Odes to the islands
From the Polynesian navigators to the subantarctic wilds and the South Island’s pinot paradise.
The first Europeans to sail into the Pacific Ocean’s vast expanses confronted an intoxicating new world filled with the exotic, dangerous and seductive. However, for the Polynesians they met, the islands, atolls and reefs were already a tūrangawaewae, their place in the world. In Pathway of the Birds (Bate
man, $49.99), Andrew Crowe surveys the Polynesian voyages and settlement across the world’s largest ocean. From Hawaii to Aotearoa-New Zealand, the extraordinary achievements of the Polynesian navigators still represent a potent story of human ingenuity and resilience. Crowe’s book is not the first on the subject, nor will it be the last, but it is still a highly readable and lucid account of the early Polynesians’ epic saga. Illustrated with photographs and maps, his account of the Pacific’s cultural, ecological and navigational settlement will appeal to both the general reader and the specialist. With new details emerging all the time, this is a fascinating – and continuing – story.

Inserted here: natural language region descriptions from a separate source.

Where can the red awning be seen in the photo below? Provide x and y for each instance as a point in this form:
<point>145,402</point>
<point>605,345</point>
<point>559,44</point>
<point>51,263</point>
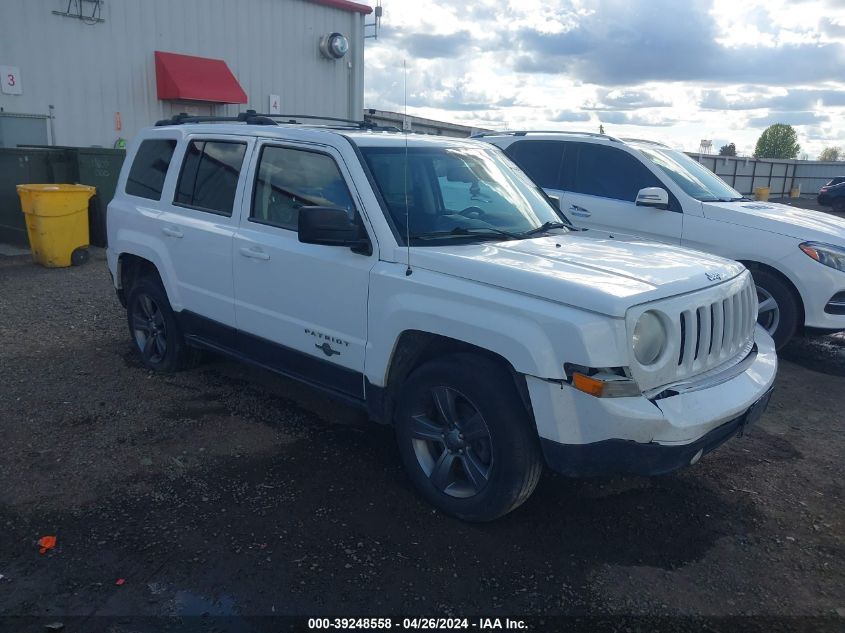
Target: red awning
<point>346,5</point>
<point>189,78</point>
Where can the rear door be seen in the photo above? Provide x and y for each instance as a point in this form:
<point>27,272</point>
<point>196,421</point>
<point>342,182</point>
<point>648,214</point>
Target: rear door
<point>301,308</point>
<point>197,225</point>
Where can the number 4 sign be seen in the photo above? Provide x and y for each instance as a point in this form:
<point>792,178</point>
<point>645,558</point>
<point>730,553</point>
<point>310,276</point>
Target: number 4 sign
<point>275,104</point>
<point>10,80</point>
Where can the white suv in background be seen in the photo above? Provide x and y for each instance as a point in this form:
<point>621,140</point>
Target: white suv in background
<point>797,257</point>
<point>430,283</point>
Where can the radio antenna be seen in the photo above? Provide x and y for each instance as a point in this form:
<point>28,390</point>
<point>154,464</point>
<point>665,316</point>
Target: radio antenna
<point>408,270</point>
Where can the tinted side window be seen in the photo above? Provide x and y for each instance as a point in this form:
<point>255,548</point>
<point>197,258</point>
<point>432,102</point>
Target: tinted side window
<point>610,173</point>
<point>146,177</point>
<point>289,179</point>
<point>209,176</point>
<point>539,159</point>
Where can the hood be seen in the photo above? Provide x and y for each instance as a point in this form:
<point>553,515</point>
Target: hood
<point>586,269</point>
<point>802,224</point>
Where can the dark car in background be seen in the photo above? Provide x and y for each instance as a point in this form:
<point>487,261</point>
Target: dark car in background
<point>833,194</point>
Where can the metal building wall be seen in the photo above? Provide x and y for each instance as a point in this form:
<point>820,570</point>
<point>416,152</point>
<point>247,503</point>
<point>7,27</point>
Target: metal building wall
<point>89,72</point>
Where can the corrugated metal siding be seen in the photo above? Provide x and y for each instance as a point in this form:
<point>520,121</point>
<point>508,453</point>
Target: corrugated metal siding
<point>89,72</point>
<point>779,175</point>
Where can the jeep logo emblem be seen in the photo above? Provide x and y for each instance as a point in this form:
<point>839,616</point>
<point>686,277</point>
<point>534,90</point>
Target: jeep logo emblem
<point>327,349</point>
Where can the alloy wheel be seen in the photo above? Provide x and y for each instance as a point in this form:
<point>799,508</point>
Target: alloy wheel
<point>149,329</point>
<point>452,442</point>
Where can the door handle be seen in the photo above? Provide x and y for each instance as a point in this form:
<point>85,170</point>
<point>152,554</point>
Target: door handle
<point>254,253</point>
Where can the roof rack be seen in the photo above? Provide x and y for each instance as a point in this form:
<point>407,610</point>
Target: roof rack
<point>526,132</point>
<point>643,140</point>
<point>251,117</point>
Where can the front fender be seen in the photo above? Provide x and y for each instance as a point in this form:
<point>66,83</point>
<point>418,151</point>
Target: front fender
<point>535,336</point>
<point>131,242</point>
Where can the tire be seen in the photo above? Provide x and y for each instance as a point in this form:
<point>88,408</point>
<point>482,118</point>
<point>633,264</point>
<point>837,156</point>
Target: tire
<point>503,452</point>
<point>79,256</point>
<point>781,322</point>
<point>154,330</point>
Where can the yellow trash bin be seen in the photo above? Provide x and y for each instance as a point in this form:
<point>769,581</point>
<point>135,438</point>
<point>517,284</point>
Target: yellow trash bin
<point>57,222</point>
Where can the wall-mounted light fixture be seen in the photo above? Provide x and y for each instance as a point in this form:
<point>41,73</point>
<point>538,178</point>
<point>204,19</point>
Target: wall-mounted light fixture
<point>334,45</point>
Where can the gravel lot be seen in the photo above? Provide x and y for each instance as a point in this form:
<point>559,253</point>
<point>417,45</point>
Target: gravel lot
<point>226,490</point>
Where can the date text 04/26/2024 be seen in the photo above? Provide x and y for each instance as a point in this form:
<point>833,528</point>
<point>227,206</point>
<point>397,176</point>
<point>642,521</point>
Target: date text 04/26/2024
<point>415,624</point>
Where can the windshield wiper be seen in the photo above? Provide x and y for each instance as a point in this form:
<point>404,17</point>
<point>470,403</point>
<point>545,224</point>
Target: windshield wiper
<point>545,226</point>
<point>461,231</point>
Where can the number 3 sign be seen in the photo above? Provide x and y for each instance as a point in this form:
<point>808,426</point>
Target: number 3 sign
<point>10,80</point>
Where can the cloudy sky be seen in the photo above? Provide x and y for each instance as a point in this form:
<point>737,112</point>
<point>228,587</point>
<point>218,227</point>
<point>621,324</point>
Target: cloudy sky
<point>676,71</point>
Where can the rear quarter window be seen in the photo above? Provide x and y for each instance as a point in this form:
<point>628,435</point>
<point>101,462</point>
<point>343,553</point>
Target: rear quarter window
<point>149,168</point>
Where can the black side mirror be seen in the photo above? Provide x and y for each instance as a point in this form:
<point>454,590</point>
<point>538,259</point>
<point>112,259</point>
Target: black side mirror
<point>331,227</point>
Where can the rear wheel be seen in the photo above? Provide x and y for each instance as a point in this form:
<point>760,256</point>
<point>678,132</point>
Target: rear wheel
<point>154,329</point>
<point>778,310</point>
<point>465,438</point>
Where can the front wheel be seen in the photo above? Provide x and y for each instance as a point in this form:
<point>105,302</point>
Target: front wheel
<point>778,310</point>
<point>465,438</point>
<point>154,329</point>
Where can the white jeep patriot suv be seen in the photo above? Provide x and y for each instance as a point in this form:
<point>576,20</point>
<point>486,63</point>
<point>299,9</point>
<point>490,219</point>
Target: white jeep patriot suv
<point>431,282</point>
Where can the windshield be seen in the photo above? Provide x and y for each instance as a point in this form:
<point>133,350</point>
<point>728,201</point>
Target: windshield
<point>458,192</point>
<point>694,178</point>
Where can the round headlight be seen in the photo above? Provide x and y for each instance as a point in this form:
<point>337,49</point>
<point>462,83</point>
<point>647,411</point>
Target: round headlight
<point>649,338</point>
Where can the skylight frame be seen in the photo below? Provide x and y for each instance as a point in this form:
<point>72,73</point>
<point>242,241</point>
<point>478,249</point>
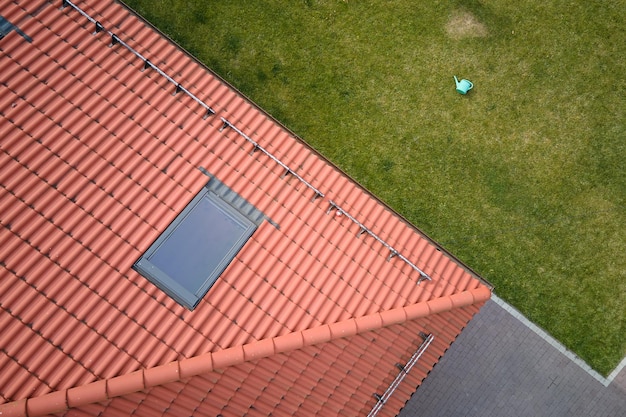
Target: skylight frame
<point>169,284</point>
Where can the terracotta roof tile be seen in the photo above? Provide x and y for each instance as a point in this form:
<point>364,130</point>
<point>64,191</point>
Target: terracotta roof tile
<point>99,156</point>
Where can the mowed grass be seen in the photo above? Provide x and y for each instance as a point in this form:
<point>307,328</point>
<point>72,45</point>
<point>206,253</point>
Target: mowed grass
<point>523,178</point>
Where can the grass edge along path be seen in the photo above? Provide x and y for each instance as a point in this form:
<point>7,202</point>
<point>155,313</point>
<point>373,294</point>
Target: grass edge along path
<point>523,178</point>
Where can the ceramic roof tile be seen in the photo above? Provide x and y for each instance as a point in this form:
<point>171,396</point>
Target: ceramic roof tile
<point>99,156</point>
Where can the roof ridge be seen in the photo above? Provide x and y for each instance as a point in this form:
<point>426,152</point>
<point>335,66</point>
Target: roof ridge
<point>105,389</point>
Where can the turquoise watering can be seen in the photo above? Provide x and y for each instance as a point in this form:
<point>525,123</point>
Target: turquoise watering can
<point>463,86</point>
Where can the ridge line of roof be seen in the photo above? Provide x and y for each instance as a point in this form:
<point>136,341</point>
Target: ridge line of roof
<point>103,390</point>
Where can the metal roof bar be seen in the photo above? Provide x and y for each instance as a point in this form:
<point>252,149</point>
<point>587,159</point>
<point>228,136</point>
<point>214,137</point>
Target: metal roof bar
<point>288,170</point>
<point>393,252</point>
<point>147,64</point>
<point>382,399</point>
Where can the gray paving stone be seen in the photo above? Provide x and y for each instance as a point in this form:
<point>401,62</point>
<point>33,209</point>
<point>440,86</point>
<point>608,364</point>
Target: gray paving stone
<point>502,366</point>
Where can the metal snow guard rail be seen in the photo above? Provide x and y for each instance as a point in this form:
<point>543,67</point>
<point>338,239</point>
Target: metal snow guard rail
<point>423,275</point>
<point>318,193</point>
<point>404,370</point>
<point>146,62</point>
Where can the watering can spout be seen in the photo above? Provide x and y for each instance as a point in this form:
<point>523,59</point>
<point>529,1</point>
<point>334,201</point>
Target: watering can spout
<point>463,86</point>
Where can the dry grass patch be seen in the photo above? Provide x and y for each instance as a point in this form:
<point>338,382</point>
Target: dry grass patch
<point>463,24</point>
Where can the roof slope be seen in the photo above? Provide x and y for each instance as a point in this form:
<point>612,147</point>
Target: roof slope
<point>338,365</point>
<point>101,150</point>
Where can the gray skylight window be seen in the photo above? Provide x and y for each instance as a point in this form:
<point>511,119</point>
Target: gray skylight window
<point>187,259</point>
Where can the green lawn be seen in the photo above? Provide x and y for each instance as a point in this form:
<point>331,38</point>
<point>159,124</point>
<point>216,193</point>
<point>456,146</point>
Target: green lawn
<point>524,178</point>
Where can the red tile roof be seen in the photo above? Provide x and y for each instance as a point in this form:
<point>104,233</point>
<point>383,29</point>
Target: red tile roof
<point>101,152</point>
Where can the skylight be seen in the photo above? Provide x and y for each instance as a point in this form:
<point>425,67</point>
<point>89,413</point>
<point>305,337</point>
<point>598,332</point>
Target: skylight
<point>194,250</point>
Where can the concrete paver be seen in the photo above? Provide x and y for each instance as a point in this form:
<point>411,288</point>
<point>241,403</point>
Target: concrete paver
<point>503,366</point>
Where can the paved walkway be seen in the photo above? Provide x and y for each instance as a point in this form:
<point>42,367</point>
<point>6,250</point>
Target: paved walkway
<point>502,365</point>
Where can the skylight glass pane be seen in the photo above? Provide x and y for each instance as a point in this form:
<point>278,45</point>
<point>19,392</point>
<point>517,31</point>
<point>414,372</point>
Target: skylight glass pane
<point>191,254</point>
<point>199,245</point>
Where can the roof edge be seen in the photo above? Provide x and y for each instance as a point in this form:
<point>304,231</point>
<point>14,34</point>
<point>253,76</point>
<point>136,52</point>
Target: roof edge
<point>104,390</point>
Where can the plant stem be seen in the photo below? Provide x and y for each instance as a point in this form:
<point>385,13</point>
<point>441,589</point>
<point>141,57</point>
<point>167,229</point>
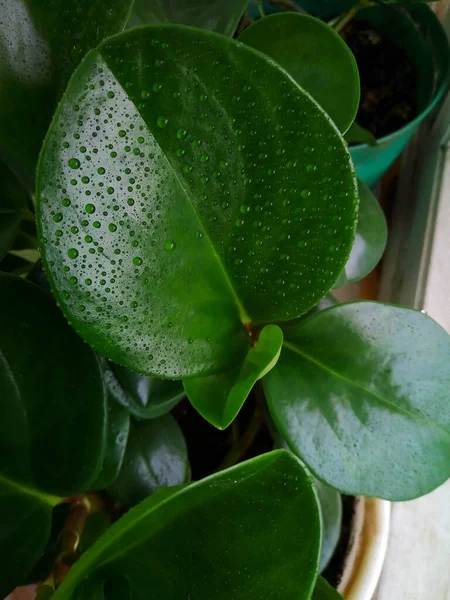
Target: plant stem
<point>69,539</point>
<point>240,448</point>
<point>348,16</point>
<point>260,9</point>
<point>288,5</point>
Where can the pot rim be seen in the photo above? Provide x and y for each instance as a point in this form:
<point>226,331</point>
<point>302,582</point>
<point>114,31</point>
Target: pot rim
<point>367,549</point>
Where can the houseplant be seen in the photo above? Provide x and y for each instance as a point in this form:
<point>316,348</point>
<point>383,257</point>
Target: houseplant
<point>194,207</point>
<point>403,55</point>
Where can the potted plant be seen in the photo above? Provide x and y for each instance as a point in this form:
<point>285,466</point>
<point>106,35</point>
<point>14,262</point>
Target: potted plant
<point>403,59</point>
<point>194,207</point>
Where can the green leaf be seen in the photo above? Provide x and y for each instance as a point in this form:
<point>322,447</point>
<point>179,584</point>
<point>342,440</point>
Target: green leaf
<point>370,241</point>
<point>41,43</point>
<point>144,397</point>
<point>53,420</point>
<point>96,525</point>
<point>315,56</point>
<point>13,200</point>
<point>216,15</point>
<point>331,508</point>
<point>360,135</point>
<point>360,393</point>
<point>219,398</point>
<point>155,457</point>
<point>198,542</point>
<point>118,426</point>
<point>324,591</point>
<point>330,503</point>
<point>231,181</point>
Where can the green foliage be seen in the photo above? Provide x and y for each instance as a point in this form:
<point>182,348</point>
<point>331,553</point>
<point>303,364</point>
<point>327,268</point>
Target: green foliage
<point>49,448</point>
<point>219,397</point>
<point>195,204</point>
<point>352,390</point>
<point>208,197</point>
<point>370,240</point>
<point>41,42</point>
<point>324,591</point>
<point>155,457</point>
<point>306,48</point>
<point>221,527</point>
<point>144,397</point>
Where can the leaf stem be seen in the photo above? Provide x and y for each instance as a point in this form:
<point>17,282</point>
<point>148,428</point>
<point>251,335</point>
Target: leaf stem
<point>241,446</point>
<point>69,539</point>
<point>288,5</point>
<point>348,16</point>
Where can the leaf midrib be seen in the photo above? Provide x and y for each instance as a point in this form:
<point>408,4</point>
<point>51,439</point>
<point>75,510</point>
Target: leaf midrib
<point>242,312</point>
<point>382,399</point>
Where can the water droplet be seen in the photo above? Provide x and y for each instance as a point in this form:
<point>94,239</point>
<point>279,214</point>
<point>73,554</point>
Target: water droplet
<point>169,245</point>
<point>74,163</point>
<point>162,122</point>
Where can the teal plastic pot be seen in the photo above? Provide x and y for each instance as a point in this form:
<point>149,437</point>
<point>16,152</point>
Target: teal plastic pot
<point>420,34</point>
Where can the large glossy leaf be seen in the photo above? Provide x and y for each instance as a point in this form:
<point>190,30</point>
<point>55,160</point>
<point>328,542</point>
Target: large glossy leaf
<point>144,397</point>
<point>13,201</point>
<point>118,426</point>
<point>361,394</point>
<point>216,15</point>
<point>201,201</point>
<point>155,457</point>
<point>331,509</point>
<point>330,503</point>
<point>52,423</point>
<point>220,397</point>
<point>315,56</point>
<point>248,532</point>
<point>370,240</point>
<point>41,43</point>
<point>324,591</point>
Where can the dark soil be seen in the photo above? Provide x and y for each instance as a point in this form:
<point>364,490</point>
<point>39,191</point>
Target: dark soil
<point>388,80</point>
<point>208,446</point>
<point>333,572</point>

In Trial of Strength (Exisle Publishing,
$39.99), Shona Riddell explores an equally absorbing story in a very different place. Bounty, Antipodes, Campbell, Auckland, Macquarie and The Snares can simply be names on the map or ones mentioned in weather forecasts; enigmatic, anonymous dots scattered amongst the tumultuous waters of the roaring forties and furious fifties. But they are places with a unique history and environment. With a greatgreat-grandmother born on one of the subantarctic islands, Riddell’s fascination with the region is tangible. Somehow, life endures, often richly so, in environments that might seem implacably hostile to intrusion by the outside world. Her richly illustrated book is a lively study of the ecological and human history of these wild but unquestionably fascinating places. Riddell has a gift of revealing the personalities who arrived – willingly or otherwise
– on these remote shores to find refuge, temporary homes or places of enduring fascination. Much closer to home comes The Vineyards of Central Otago (Penguin Random House, $55), a handsomely produced story of the region’s wines and viticulture industry by Viv Milsom and Mike Wilkinson. Milsom’s knowledgeable text is enhanced by Wilkinson’s photographs throughout this flavoursome journey across 21 of the region’s vineyards. If this book were a wine, it would be a full-bodied pinot, carrying a bouquet of sun-warmed schist and thyme-covered hills. The palate might be spicy, the colour evocative. No stranger to the region’s wine-growing history, Milsom decants a very human story of stubborn determination to make the region one of the world’s premier producers of pinot noir. It’s a convivial account of how a group of individuals defeated the naysayers, the environment and the occasional setback to achieve their ambitions, and written with obvious affection for the place, the people and, naturally, the wine.